On se dit : Plus de fantastique, plus de croyances étranges,
tout l'inexpliqué est explicable. Le surnaturel baisse comme
un lac qu'un canal épuise ; la science, de jour en jour, recule
les limites du merveilleux. »
Dans la plupart
des récits, la nuit et la solitude créent les conditions
d'émergence du fantastique. Il suffit alors d'un évènement
inattendu, d'une erreur de perception, d'une altération des
sens, auditifs mais surtout visuels, pour que la raison chancelle,
pour que le récit bascule tout d'un coup dans l'étrange
et l'angoisse. Chez Maupassant et contrairement à la littérature
fantastique traditionnelle, il n'est pas besoin de décors surnaturels.

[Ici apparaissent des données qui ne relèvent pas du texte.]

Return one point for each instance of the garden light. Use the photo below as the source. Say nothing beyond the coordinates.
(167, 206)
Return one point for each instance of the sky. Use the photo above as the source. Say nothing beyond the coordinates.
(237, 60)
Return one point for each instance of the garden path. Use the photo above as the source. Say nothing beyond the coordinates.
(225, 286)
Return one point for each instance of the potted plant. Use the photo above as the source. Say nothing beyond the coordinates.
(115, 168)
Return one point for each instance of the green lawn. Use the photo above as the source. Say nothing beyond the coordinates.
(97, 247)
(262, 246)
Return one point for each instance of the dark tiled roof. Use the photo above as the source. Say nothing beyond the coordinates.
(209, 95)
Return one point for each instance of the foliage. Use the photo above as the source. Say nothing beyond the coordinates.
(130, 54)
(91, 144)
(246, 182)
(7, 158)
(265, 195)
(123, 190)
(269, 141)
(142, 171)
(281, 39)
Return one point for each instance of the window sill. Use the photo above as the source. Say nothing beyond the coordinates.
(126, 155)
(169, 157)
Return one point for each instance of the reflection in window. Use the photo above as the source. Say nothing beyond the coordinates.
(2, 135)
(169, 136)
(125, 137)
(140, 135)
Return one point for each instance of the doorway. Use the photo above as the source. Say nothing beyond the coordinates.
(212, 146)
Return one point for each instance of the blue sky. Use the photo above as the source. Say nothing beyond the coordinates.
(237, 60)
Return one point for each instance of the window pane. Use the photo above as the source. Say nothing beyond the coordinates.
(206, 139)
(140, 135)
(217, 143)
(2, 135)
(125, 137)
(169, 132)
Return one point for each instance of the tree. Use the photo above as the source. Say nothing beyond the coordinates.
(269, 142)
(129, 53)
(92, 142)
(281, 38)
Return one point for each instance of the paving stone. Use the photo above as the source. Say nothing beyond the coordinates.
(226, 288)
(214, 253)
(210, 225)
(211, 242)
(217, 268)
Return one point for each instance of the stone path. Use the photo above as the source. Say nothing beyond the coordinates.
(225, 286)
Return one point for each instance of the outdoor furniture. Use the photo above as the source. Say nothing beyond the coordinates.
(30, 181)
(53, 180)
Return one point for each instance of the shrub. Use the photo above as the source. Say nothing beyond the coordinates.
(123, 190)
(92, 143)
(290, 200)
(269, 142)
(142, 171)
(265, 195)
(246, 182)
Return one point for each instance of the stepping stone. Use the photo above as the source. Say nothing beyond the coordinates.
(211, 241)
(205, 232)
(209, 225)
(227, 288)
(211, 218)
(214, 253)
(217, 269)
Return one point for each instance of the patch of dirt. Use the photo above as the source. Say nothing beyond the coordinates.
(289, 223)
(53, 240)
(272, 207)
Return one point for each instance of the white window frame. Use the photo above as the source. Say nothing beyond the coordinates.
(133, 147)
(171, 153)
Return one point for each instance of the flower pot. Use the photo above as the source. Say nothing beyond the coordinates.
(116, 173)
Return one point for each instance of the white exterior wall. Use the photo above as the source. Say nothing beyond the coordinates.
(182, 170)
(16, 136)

Le fantastique demeure toujours dans la réalité et n'en
est que plus inquiétant. Ainsi, comme le dit Jean-Marie Dizol,
« il naît des mystères de la vie quotidienne et
trouve son efficacité dans le vertige d'un homme qui ne comprend
pas, cède à la peur et voit sa raison menacée
».
A la peur, causée par un dysfonctionnnement des sens, succède
la terreur et la folie comme en témoigne la progression dans
les récits (Lui ?, Lettre d'un fou) dont Le Horla est la conclusion
: l'illusion obsédante d'une présence mystérieuse
qui prend le visage inquiétant et hostile d'un autre que soi-même
et qui aboutit à la confirmation de cette existence.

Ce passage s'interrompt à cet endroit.